Hello, I’m trying to resume training after saving my model. I did this several times and worked. But now, no error is returned but the first batch is never processed.
Here a quick overview of my code, I tried to omit all boilerplate to make it more readable:
def train_model(RUN):
def train(model, device, dataloader, loss_fn, optimizer, batch_acc):
optimizer.zero_grad()
model.train()
# metrics boilerplate
for x, batch in enumerate(dataloader):
print("DEBUG") # never prints
# Train logic
del data_prot, data_met, weights, target, logits
gc.collect()
return metrics
### Testing function
def test(model, device, dataloader, loss_fn):
# test boilerplate
loss_fn = nn.BCEWithLogitsLoss
model = IntegrativeModel( # Init boilerplate)
params_to_optimize = [
{'params': model.parameters() }
]
optim = torch.optim.Adam(params_to_optimize, lr=0.000031, weight_decay= 0.0000072)
path = RUN + "_last.pth"
best_loss = 5
if os.path.exists(path):
torch.set_flush_denormal(True) # Tried this, nothing changed
checkpoint = torch.load(RUN + "_last.pth")
start = checkpoint["epoch"] + 1
model.load_state_dict(checkpoint["model"])
optim.load_state_dict(checkpoint["optimizer"])
# Logging boilerplate
print(f"Resuming training from epoch {start}") # This prints
else:
# Loading pretrained module boilerplate
model.set_cold() # This function removes the gradient for the pretrained module
start = 0
train_log = {}
with open(RUN+'.json', 'w') as f:
json.dump(train_log, f)
model= nn.DataParallel(model)
device = torch.device("cuda") if torch.cuda.is_available() else torch.device("cpu")
model.to(device)
print(f'Selected device: {device}') # prints
# Dataloader creation boilerplate
num_epochs = 40
for epoch in range(start, num_epochs):
train_log[epoch] = {}
if epoch == 1:
model.module.set_warm() # I tried calling the function after loading
elif epoch in [10, 15, 20, 25]:
batch_acc *= 2
for par in optim.param_groups:
par["weight_decay"] = par["weight_decay"]/2
print("starting epoch...") # prints
train_loss = train(
model, device, train_dataloader, loss_fn, optim, batch_acc)
test_loss = test(model, device, test_dataloader_3, loss_fn)

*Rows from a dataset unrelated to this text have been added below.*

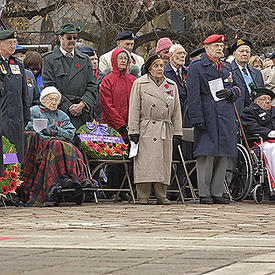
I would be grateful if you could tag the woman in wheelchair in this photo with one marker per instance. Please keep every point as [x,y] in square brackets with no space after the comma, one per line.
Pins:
[51,161]
[259,119]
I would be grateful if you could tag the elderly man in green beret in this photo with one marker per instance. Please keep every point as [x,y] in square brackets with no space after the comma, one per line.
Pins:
[14,99]
[71,72]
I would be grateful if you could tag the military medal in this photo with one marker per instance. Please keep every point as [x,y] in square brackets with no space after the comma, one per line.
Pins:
[15,69]
[3,69]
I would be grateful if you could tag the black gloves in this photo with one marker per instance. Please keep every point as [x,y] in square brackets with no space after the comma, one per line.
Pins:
[225,94]
[201,126]
[123,129]
[49,132]
[177,140]
[134,138]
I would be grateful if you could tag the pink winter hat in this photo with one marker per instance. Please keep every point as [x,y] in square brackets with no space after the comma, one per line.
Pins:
[163,43]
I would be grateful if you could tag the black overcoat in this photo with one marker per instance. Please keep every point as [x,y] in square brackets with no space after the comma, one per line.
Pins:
[220,138]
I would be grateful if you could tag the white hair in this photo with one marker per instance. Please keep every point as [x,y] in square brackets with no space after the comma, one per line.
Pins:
[174,46]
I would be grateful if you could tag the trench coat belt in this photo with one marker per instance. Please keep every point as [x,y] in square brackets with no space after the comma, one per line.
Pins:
[164,124]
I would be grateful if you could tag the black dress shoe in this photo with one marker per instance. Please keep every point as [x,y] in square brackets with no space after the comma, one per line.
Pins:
[221,200]
[206,200]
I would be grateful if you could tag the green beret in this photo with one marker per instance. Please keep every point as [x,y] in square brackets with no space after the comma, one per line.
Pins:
[7,34]
[67,28]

print('\n EPOCH {}/{} \t train loss {} \t val loss {}'.format(epoch
+ 1, num_epochs, train_loss, test_loss))
# Metrics and logging boilerplate
with open(RUN+'.json', 'w') as f:
json.dump(train_log, f)
if test_loss[1] > best_loss:
best_loss = test_loss[0]
torch.save({"epoch":epoch,
"optimizer": optim.state_dict(),
"model":model.module.state_dict()},
"{}.pth".format(RUN+"_best"))
best_loss = test_loss[0]
torch.save({"epoch":epoch,
"optimizer": optim.state_dict(),
"model":model.module.state_dict()},
"{}.pth".format(RUN+"_last"))
gc.collect()
I don’t know what else I could try and my training is still stuck.